Faz-se mister, ainda, salientar a falta de políticas eficazes como impulsionador do problema. Conforme o filósofo grego Aristóteles, a política deve ser utilizada de modo que, por meio da justiça, o equilíbrio seja alcançado na sociedade, de maneira análoga, é possível perceber que, no Brasil as leis para o descarte adequado do lixo rompem essa harmonia, haja vista que essas leis não são cumpridas por falta de verbas e o prazo dessas leis vêm se estendendo desde 1954 quando a lei 2312 deveria entrar em vigor. Sendo assim a problemática persiste no país.

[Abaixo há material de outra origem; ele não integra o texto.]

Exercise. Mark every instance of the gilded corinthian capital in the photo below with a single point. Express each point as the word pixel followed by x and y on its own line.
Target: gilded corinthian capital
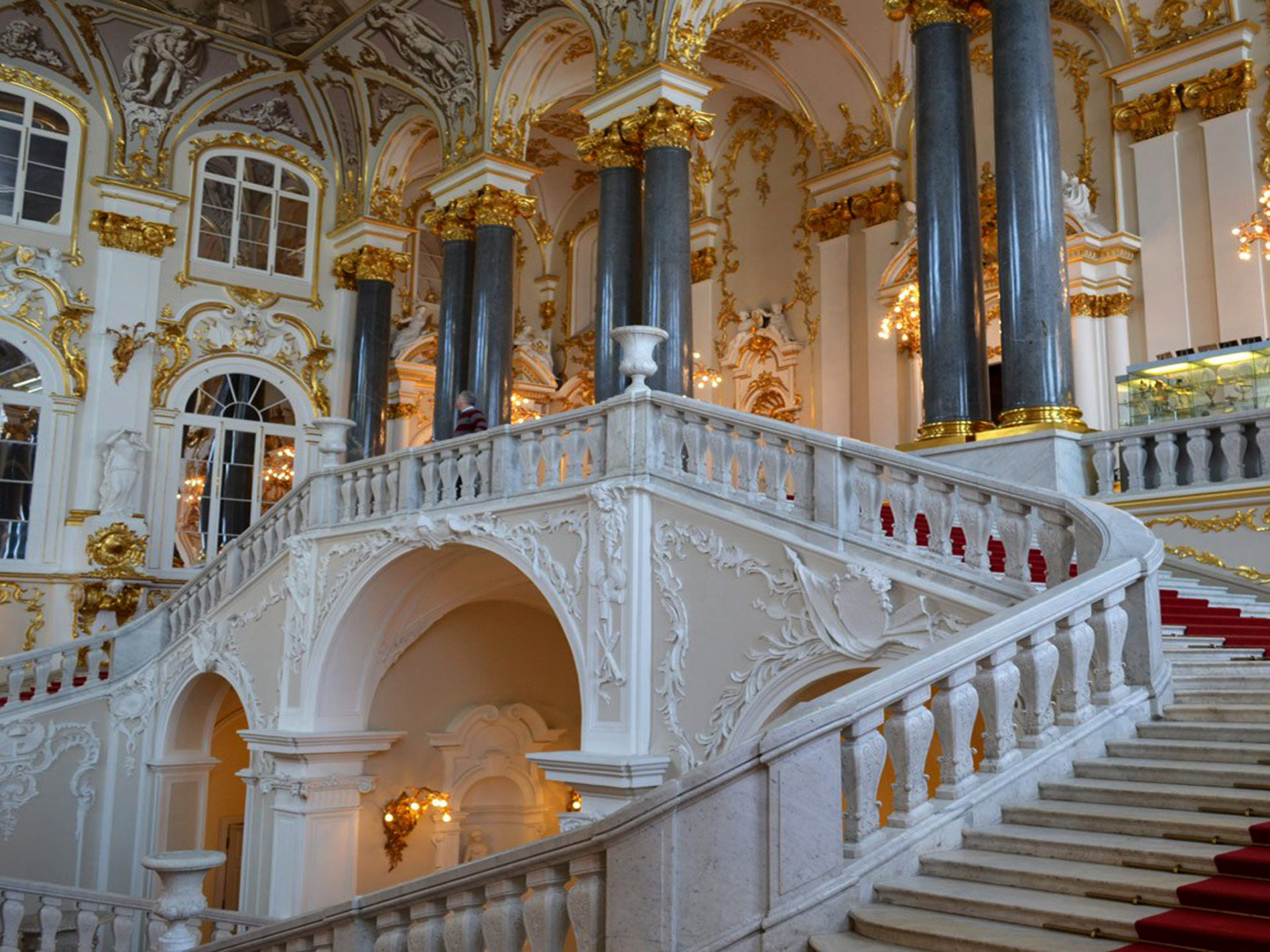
pixel 451 222
pixel 492 205
pixel 609 150
pixel 923 13
pixel 667 125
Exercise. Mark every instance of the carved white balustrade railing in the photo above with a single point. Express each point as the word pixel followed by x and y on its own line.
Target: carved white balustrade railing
pixel 48 917
pixel 1165 456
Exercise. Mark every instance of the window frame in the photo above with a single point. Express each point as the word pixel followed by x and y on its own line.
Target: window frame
pixel 312 198
pixel 70 172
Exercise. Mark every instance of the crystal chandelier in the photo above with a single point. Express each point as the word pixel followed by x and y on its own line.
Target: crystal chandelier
pixel 904 321
pixel 1255 231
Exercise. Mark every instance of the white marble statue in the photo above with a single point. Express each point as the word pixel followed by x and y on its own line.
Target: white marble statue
pixel 163 65
pixel 1078 202
pixel 121 473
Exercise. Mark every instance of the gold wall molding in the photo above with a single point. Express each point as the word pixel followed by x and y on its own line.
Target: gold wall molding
pixel 1169 27
pixel 923 13
pixel 367 263
pixel 131 233
pixel 1101 305
pixel 1221 92
pixel 663 124
pixel 32 600
pixel 1150 114
pixel 1242 520
pixel 1212 559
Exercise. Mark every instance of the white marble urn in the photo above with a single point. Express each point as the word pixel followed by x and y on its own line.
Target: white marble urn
pixel 181 892
pixel 638 342
pixel 334 438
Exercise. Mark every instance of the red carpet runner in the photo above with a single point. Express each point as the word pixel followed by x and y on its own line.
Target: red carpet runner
pixel 1242 884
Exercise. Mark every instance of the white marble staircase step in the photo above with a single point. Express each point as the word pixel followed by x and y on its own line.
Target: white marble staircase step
pixel 1227 714
pixel 1202 731
pixel 1206 750
pixel 1010 904
pixel 1091 847
pixel 1068 876
pixel 941 932
pixel 1130 818
pixel 1194 774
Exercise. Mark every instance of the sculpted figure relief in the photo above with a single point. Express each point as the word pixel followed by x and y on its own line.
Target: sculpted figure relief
pixel 121 473
pixel 163 65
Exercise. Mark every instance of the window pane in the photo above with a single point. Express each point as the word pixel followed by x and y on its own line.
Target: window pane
pixel 44 117
pixel 12 107
pixel 224 165
pixel 259 172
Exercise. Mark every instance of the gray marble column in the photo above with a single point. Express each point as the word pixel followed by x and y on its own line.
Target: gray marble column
pixel 1038 385
pixel 454 328
pixel 618 254
pixel 489 354
pixel 949 251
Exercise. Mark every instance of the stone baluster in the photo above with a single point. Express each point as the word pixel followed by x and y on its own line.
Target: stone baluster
pixel 462 924
pixel 1075 644
pixel 1166 460
pixel 1199 448
pixel 867 484
pixel 1104 466
pixel 955 707
pixel 1038 666
pixel 586 903
pixel 427 931
pixel 1057 543
pixel 50 920
pixel 902 493
pixel 503 922
pixel 937 506
pixel 1134 452
pixel 1111 625
pixel 1016 537
pixel 997 683
pixel 88 917
pixel 1234 444
pixel 974 513
pixel 392 931
pixel 864 757
pixel 11 917
pixel 910 731
pixel 546 916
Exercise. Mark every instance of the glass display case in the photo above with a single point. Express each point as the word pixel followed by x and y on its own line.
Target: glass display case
pixel 1202 385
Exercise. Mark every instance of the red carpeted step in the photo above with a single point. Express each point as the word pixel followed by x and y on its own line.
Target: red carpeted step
pixel 1227 894
pixel 1214 932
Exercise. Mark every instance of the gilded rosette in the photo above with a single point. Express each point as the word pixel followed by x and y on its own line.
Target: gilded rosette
pixel 925 13
pixel 492 205
pixel 609 149
pixel 450 223
pixel 667 125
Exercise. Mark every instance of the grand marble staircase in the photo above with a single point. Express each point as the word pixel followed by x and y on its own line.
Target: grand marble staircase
pixel 1154 846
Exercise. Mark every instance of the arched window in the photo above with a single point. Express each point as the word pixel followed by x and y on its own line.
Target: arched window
pixel 19 436
pixel 36 180
pixel 238 454
pixel 254 214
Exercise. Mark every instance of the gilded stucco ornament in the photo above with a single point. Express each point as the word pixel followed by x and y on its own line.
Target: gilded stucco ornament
pixel 450 223
pixel 923 13
pixel 367 263
pixel 492 205
pixel 131 233
pixel 609 149
pixel 663 124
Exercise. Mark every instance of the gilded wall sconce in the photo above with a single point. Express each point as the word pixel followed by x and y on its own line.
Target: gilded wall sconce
pixel 403 814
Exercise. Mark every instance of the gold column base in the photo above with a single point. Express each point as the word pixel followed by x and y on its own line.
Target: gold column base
pixel 1035 419
pixel 945 433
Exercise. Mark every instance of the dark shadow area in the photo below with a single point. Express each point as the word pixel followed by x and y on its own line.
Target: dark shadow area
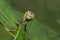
pixel 46 11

Portanto, medidas são necessárias para que se construa um mundo melhor. Segundo o pedagogo Paulo Freire, a educação muda as pessoas e essas mudam o mundo. Logo, o Ministério da Educação deve promover palestras ministradas por profissionais para discutir nos colégios a consequencia do consumo inconsciente a fim de torna-los cidadãos responsáveis e ciente de seu consumo. Ademais, o Governo federal deve liberar dinheiro para que as prefeituras realizem as ações necessárias para o tratamento e destino ambientalmente correto dos resíduos sólidos urbanos dos municípios para que o meio ambiente não seja prejudicado.